The proclamation "The Insolent Plant of the Foreigner has Profaned the Sacred Soil of the Homeland", roundly defined a firm position on the part of Cipriano Castro, which generated a nationalist reaction in the country, so important that many of his opponents joined him in opposing the foreign naval blockade (for example: "El Mocho" Hernández, or pacifists like José Gregorio Hernández). This, added to the significant popular mobilization and Latin American sympathy, earned the Venezuelan president high popularity.

The Latin American support, caused by Castro's attitude, was expressed in many different ways: in the Military School of Chile they placed his photo and the cadets gave him a military salute every day; the support of Peru raised the possibility of calling a mobilization in support of Venezuela; The jurist Luis María Drago, Foreign Minister of Argentina, enunciated the famous Drago Doctrine, in which any armed action by foreign powers against any Latin American country, to force it to comply with international debt payment commitments, was classified as unacceptable.
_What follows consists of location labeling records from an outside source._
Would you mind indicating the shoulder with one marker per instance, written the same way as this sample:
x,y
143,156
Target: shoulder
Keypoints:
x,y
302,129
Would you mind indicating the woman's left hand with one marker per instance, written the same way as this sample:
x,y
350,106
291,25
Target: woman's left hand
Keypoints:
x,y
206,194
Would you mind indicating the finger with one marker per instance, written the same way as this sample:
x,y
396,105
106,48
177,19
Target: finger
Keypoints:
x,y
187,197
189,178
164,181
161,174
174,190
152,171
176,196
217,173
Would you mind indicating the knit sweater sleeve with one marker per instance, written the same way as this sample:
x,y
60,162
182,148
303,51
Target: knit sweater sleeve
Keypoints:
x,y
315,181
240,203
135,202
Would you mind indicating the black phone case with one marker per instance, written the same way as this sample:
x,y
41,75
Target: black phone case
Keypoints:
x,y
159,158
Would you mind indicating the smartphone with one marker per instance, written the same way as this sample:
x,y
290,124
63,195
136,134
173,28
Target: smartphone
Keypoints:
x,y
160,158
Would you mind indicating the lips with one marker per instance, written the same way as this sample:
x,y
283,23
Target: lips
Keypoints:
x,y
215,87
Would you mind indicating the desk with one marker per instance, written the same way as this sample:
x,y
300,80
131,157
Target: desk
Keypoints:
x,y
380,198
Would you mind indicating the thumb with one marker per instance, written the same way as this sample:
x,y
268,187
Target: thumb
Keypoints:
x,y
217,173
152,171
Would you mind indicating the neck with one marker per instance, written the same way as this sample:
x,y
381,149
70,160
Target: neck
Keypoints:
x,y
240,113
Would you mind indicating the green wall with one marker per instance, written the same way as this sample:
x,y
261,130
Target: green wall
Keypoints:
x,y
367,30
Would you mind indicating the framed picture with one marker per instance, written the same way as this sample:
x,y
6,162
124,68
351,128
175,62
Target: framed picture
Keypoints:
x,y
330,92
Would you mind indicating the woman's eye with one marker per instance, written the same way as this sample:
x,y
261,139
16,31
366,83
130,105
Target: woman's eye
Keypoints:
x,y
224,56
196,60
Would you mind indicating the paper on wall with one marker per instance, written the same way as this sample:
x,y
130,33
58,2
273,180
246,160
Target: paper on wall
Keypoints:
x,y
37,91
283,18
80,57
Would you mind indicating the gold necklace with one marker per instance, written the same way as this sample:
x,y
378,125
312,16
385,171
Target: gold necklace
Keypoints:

In 1906, Castro punished the international firms involved in the Revolution, to the point that relations were broken with the United States and later also with France and the Netherlands, due to debt differences.

== Bibliography ==

- José Raimundo Porras Pérez (enero-junio de 2011)."Batalla de La Victoria de 1902: táctica, logística, liderazgo y otros aspectos militares de las fuerzas beligerantes venezolanas". Presente y Pasado. Revista de Historia. Año 16. Nº31, páginas 95-122. .
- Domingo Irwin G. & Ingrid Micett (2008). Caudillos, Militares y Poder: Una Historia Del Pretorianismo en Venezuela. Caracas: Universidad Católica Andrés Bello. ISBN 978-980-244-561-5.
- Édgar Esteves González (2006). Las Guerras de Los Caudillos. Caracas: El Nacional. ISBN 980-388-247-3.

== In popular culture ==
- La planta insolente, a 2017 Venezuelan film.